Many of us ABers being in our early- to mid-30s, we're less amazed that another of our ilk has risen to a decisive government position. We are, after all, a generation on the rise. The surprising part about Brian Deese's story is that he's been instrumental in shaping the Obama administration's moves to save General Motors, and this is his first official tour of duty in Washington. What qualifies a guy who hasn't even finished his Yale Law degree to steer President's automotive task force around? From what's been said about Mr. Deese, his quick ability to boil down the often competing economic and political aspects of any given issue.

Deese piped up in favor of Fiat's rescue of Chrysler, pointing out with a memo that a fire sale of the ailing automaker would send unforseen ripples out into the economy as a whole. Speaking out in such an influential manner is definitely unusual considering Deese doesn't appear to be an auto enthusiast or business propeller-head with his nose buried in studies and reports about the car industry.
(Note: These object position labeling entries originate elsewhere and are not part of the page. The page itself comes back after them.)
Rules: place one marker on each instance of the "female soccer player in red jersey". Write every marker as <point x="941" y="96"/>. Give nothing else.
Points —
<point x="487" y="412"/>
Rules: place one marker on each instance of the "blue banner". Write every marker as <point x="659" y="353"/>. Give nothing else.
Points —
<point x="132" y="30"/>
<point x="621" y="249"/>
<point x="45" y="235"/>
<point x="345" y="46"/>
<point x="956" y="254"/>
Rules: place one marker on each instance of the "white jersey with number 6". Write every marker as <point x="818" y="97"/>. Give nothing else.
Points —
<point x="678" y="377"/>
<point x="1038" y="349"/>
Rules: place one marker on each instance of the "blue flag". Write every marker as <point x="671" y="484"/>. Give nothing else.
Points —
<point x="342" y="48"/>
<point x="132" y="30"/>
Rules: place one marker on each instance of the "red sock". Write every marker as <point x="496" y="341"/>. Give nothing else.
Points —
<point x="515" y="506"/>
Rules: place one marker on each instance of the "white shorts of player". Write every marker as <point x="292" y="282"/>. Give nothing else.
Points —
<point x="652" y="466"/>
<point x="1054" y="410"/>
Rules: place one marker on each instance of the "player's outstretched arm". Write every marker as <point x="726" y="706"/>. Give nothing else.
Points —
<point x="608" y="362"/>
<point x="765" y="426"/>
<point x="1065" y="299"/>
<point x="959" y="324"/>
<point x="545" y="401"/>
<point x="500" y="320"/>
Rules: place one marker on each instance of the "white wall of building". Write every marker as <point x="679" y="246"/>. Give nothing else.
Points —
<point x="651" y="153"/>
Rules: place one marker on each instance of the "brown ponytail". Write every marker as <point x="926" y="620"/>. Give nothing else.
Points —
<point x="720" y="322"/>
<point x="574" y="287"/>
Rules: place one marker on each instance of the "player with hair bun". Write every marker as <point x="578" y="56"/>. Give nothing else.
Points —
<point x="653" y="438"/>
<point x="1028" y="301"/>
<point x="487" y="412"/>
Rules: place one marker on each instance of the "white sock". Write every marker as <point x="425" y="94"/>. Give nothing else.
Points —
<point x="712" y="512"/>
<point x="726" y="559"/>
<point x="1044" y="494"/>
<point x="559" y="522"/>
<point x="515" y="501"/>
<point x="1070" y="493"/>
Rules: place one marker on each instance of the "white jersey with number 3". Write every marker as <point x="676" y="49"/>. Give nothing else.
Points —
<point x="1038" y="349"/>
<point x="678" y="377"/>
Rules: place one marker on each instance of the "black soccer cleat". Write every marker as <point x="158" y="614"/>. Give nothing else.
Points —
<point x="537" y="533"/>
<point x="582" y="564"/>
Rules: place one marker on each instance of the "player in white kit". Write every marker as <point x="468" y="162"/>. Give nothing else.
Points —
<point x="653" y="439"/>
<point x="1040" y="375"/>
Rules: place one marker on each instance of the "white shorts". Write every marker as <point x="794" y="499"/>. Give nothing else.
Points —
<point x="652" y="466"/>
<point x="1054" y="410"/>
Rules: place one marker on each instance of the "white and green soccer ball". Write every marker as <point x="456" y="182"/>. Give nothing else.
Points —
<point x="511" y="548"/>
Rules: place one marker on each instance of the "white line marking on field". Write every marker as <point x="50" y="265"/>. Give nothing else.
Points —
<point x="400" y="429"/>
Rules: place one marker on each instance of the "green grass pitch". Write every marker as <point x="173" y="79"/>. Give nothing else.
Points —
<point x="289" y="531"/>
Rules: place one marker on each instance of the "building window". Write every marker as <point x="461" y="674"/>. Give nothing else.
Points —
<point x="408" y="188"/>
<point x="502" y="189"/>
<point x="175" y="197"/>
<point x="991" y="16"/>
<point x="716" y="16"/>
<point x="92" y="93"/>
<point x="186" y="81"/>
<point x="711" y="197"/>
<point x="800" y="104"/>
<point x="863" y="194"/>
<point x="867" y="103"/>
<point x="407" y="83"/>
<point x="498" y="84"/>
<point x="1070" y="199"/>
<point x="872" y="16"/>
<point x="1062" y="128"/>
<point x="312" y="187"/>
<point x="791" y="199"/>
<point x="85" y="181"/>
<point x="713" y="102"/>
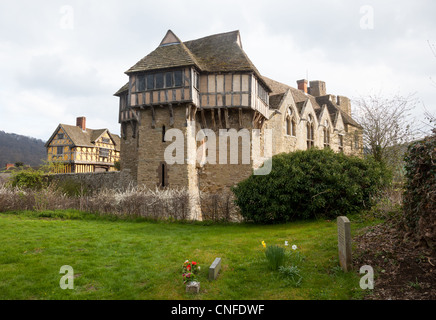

A childhood spent in the Boston suburb of Belmont, Massachusetts under the parentage of a college professor an an engineer, Deese did his undergraduate time at Middlebury College in Vermont before heading to Washington to work for Nancy Birdsall on international aid. A turn with former Clinton policy wonk Gene Sperling before the move to Yale, Hillary Clinton's bid for nomination brought Deese back to DC. With friends in Washington, Deese found himself hooked into the Obama team, and from there he's been running busily around our nation's capital.

If General Motors can successfully navigate Chapter 11, we'll all get to see just how well Brian Deese has done digesting the thorny chestnut that is saving our domestic auto industry.